Links: World Culture Festival website
Defence Minister Manohar Parrikar said that Army soldiers’ deployment for construction of pontoon bridges over Yamuna river for the controversial three-day ‘World Culture Festival’ being organised by Goodman Sri Sri Ravi Shankar’s Art of Living Foundation is to ensure safety but Delhi’s cops have drilled a hole into that argument. The Indian Express reports that Delhi Police has written to the Urban Development Ministry warning of “utter chaos and pandemonium.”
Parrikar said the decision to employ soldiers for the construction of the bridges was taken to ensure there is no law and order situation and security threat to lakhs of people expected to attend the three-day event starting from Friday.
Former military officials reject the explanations given by the minister arguing that that defence forces are meant for protecting country from external security threats.
Sri Sri Ravishankar. Image courtesy: Facebook
“Sending 120 soldiers of the Army to Yamuna floodplains to build bridges for a private cultural extravaganza is absolutely wrong and illegal. The provision of the Army in aid of civil authority is governed by Section 130 of the CrPC (Criminal Procedure Code). This legal clause states that decision to requisition armed forces should be taken by the ‘executive magistrate of the highest rank’, which is the district magistrate, not even the chief minister. And he or she can do it under emergency circumstances such as riots and natural calamities when his or her police force cannot do a particular job,” former IAS officer MG Devasahayam, who has served a stint in the Army, told Firstpost.
It is alarming, he said, that the government is going out of its way to help a controversial programme, which organisers claim will be attended by 3.5 million people, which may cause permanent environmental damage.

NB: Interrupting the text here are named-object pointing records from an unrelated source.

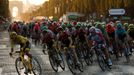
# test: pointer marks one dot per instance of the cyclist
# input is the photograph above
(65, 41)
(131, 31)
(97, 37)
(121, 36)
(47, 38)
(24, 47)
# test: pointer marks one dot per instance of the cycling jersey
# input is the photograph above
(98, 37)
(64, 38)
(81, 34)
(48, 36)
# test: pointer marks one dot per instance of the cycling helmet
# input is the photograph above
(60, 28)
(92, 29)
(69, 25)
(44, 28)
(131, 26)
(13, 35)
(119, 26)
(78, 25)
(110, 28)
(125, 24)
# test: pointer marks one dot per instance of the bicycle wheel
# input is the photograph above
(36, 66)
(70, 63)
(53, 62)
(62, 63)
(81, 66)
(126, 53)
(19, 66)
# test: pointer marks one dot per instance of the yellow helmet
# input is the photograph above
(13, 34)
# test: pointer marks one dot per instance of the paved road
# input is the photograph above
(7, 66)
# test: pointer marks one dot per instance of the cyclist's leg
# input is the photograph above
(105, 50)
(26, 51)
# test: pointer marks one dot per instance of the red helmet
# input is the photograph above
(110, 28)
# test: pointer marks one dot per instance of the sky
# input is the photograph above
(33, 2)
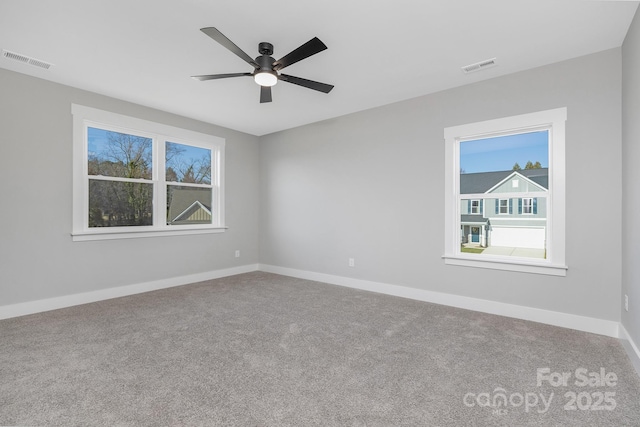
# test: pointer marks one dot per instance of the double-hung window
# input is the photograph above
(524, 228)
(135, 178)
(475, 206)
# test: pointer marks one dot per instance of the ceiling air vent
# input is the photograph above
(26, 59)
(487, 63)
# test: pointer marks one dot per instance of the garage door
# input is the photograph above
(518, 237)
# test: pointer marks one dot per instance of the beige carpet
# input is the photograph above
(260, 349)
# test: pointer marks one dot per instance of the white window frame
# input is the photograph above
(85, 117)
(551, 120)
(506, 212)
(477, 210)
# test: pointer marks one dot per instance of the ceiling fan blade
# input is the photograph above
(215, 34)
(265, 94)
(322, 87)
(219, 76)
(311, 47)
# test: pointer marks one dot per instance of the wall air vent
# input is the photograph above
(487, 63)
(26, 59)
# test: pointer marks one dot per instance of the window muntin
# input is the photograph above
(545, 224)
(526, 207)
(475, 206)
(134, 178)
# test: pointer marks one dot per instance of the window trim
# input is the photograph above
(508, 205)
(477, 210)
(84, 117)
(524, 206)
(553, 120)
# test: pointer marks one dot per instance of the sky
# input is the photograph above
(501, 153)
(97, 144)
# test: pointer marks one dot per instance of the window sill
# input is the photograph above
(83, 236)
(519, 265)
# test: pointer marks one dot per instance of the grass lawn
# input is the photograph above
(471, 250)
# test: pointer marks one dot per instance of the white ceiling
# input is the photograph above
(379, 52)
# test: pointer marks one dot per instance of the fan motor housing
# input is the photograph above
(265, 62)
(265, 48)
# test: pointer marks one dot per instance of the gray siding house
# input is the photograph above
(515, 217)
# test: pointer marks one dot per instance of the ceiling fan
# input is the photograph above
(266, 69)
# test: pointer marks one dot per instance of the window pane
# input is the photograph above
(188, 205)
(118, 154)
(120, 204)
(507, 168)
(186, 163)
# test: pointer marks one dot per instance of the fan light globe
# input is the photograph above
(266, 79)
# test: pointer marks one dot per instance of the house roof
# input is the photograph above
(473, 219)
(184, 198)
(481, 182)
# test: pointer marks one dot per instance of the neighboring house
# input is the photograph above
(505, 221)
(189, 206)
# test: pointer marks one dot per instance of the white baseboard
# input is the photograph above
(581, 323)
(31, 307)
(631, 348)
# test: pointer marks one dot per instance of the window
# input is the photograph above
(475, 206)
(526, 230)
(503, 207)
(134, 178)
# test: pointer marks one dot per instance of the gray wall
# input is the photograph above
(37, 257)
(631, 177)
(371, 186)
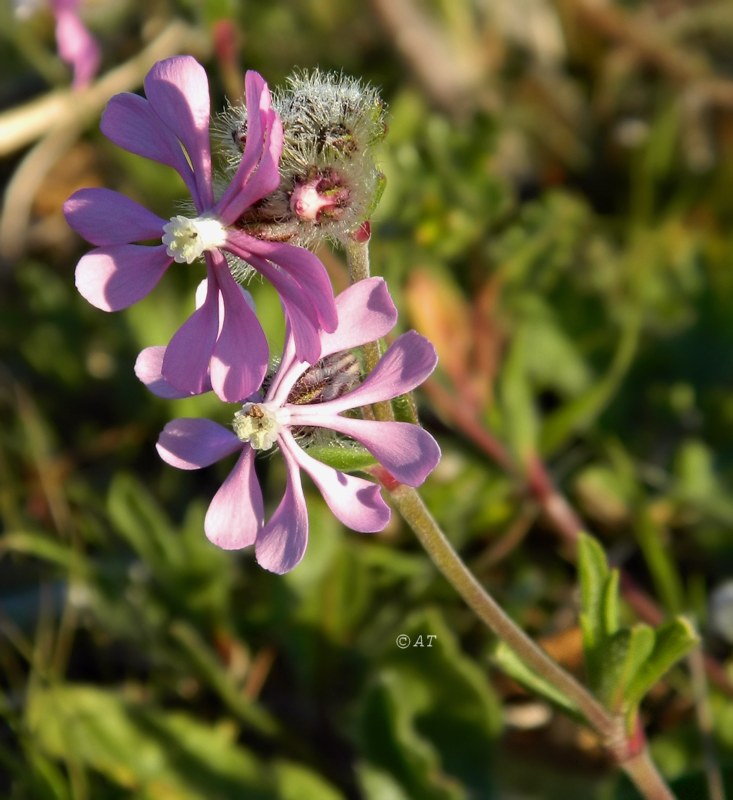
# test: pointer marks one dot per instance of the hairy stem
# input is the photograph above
(631, 754)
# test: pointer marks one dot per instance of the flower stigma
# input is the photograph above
(186, 239)
(257, 424)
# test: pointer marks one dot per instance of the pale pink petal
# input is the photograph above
(104, 217)
(257, 174)
(306, 269)
(288, 371)
(405, 365)
(236, 512)
(115, 277)
(241, 354)
(407, 451)
(148, 369)
(356, 502)
(75, 44)
(178, 91)
(131, 123)
(282, 541)
(366, 313)
(188, 355)
(195, 443)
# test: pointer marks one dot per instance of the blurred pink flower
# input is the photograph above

“The event has come under scanner of the National Green Tribunal (NGT), which looks after environmental issues. Even the President, the supreme commander of the defence forces, who was to preside over the valedictory function, has refused to attend it. In such a situation, facilitation of such programme is a sign of rotten governance that is going on in the country,” he added.
The president had earlier agreed to attend the opening ceremony on 11 March but later opted out. Prime Minister Narendra Modi may also not take part in the event on the pretext of “security threat”.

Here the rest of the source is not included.